Defense counsel had argued to the jury that appellant was a nice, non-violent person who did not deserve to be placed in prison. The prosecutor in response to this argument told the jury:

You know, this defendant’s mother and his sister got up here and they told you he’s a nice guy. He’s not violent. He doesn’t break laws.
Of course, they forgot that he broke the law back in 1983. Evidently they didn’t know he smokes marijuana. And they said he wasn’t violent although they admitted someone who stabs another person to death is violent.
How much do they know about him? Apparently not everything. But they still want you to believe he’s a really nice guy. Well, Charlie Taylor was a really nice guy, too, y5all. This is misplaced compassion.

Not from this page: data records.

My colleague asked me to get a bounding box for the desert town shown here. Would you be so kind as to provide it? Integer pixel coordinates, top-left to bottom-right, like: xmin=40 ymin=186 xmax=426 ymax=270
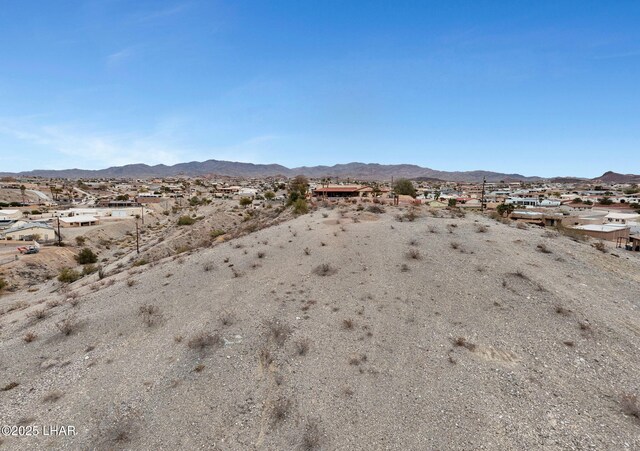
xmin=0 ymin=171 xmax=640 ymax=449
xmin=0 ymin=177 xmax=640 ymax=276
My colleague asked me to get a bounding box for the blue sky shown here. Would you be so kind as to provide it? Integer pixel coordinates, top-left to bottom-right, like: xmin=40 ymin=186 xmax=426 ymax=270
xmin=0 ymin=0 xmax=640 ymax=177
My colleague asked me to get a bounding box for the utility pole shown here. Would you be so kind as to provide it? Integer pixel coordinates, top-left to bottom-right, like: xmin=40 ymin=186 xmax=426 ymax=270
xmin=480 ymin=177 xmax=487 ymax=212
xmin=58 ymin=213 xmax=62 ymax=247
xmin=136 ymin=218 xmax=140 ymax=254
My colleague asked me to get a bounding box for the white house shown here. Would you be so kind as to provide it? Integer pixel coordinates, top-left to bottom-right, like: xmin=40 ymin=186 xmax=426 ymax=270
xmin=0 ymin=222 xmax=56 ymax=241
xmin=0 ymin=210 xmax=23 ymax=219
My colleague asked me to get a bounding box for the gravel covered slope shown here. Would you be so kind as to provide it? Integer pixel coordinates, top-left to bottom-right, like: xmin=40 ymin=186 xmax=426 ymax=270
xmin=0 ymin=208 xmax=640 ymax=450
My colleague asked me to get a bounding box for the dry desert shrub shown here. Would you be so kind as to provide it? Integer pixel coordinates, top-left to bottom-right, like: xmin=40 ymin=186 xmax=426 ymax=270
xmin=453 ymin=337 xmax=476 ymax=351
xmin=296 ymin=338 xmax=311 ymax=356
xmin=42 ymin=390 xmax=63 ymax=402
xmin=220 ymin=311 xmax=236 ymax=326
xmin=187 ymin=332 xmax=224 ymax=352
xmin=265 ymin=319 xmax=291 ymax=347
xmin=56 ymin=315 xmax=80 ymax=336
xmin=0 ymin=381 xmax=20 ymax=391
xmin=620 ymin=393 xmax=640 ymax=420
xmin=138 ymin=304 xmax=164 ymax=327
xmin=27 ymin=308 xmax=47 ymax=321
xmin=556 ymin=305 xmax=571 ymax=315
xmin=536 ymin=244 xmax=551 ymax=254
xmin=258 ymin=347 xmax=273 ymax=368
xmin=313 ymin=263 xmax=337 ymax=277
xmin=592 ymin=241 xmax=607 ymax=254
xmin=407 ymin=249 xmax=422 ymax=260
xmin=269 ymin=396 xmax=292 ymax=426
xmin=300 ymin=419 xmax=322 ymax=451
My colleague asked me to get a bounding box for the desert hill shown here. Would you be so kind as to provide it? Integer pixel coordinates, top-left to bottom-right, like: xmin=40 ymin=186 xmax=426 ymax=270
xmin=0 ymin=206 xmax=640 ymax=450
xmin=0 ymin=160 xmax=540 ymax=182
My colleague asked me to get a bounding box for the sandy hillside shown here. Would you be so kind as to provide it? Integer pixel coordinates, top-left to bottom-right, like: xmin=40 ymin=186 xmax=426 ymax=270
xmin=0 ymin=207 xmax=640 ymax=450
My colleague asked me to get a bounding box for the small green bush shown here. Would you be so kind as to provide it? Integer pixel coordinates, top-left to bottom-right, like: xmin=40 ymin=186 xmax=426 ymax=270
xmin=211 ymin=229 xmax=227 ymax=238
xmin=178 ymin=216 xmax=196 ymax=226
xmin=293 ymin=198 xmax=309 ymax=215
xmin=82 ymin=264 xmax=98 ymax=276
xmin=58 ymin=268 xmax=82 ymax=283
xmin=75 ymin=247 xmax=98 ymax=265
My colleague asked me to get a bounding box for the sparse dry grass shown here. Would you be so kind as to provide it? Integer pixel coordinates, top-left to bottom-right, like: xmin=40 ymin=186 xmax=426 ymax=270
xmin=269 ymin=396 xmax=292 ymax=427
xmin=138 ymin=304 xmax=164 ymax=327
xmin=592 ymin=241 xmax=607 ymax=254
xmin=265 ymin=319 xmax=291 ymax=347
xmin=27 ymin=308 xmax=48 ymax=321
xmin=300 ymin=419 xmax=322 ymax=451
xmin=453 ymin=337 xmax=476 ymax=351
xmin=296 ymin=338 xmax=311 ymax=356
xmin=0 ymin=381 xmax=20 ymax=391
xmin=313 ymin=263 xmax=337 ymax=277
xmin=620 ymin=393 xmax=640 ymax=420
xmin=219 ymin=311 xmax=236 ymax=326
xmin=536 ymin=243 xmax=551 ymax=254
xmin=42 ymin=390 xmax=64 ymax=402
xmin=187 ymin=332 xmax=224 ymax=353
xmin=407 ymin=249 xmax=422 ymax=260
xmin=56 ymin=315 xmax=80 ymax=336
xmin=342 ymin=318 xmax=354 ymax=330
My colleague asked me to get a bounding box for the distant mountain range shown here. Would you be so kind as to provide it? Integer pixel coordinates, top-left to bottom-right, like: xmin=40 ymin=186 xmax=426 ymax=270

In Cook v. State, 858 S.W.2d 467, 476 (Tex.Crim.App.1993), the court stated the four permissible areas of prosecutorial jury argument: (1) summation of the evidence; (2) reasonable deduction from the evidence; (3) response to argument of opposing counsel; and (4) plea for law enforcement. Id. We find that the statement was invited by opposing counsel’s argument to the jury that appellant was a “nice guy.” Jones v. State, 582 S.W.2d 129, 135 (Tex.Crim.App.1979). We overrule appellant’s point of error two.

The judgment of the trial court is affirmed.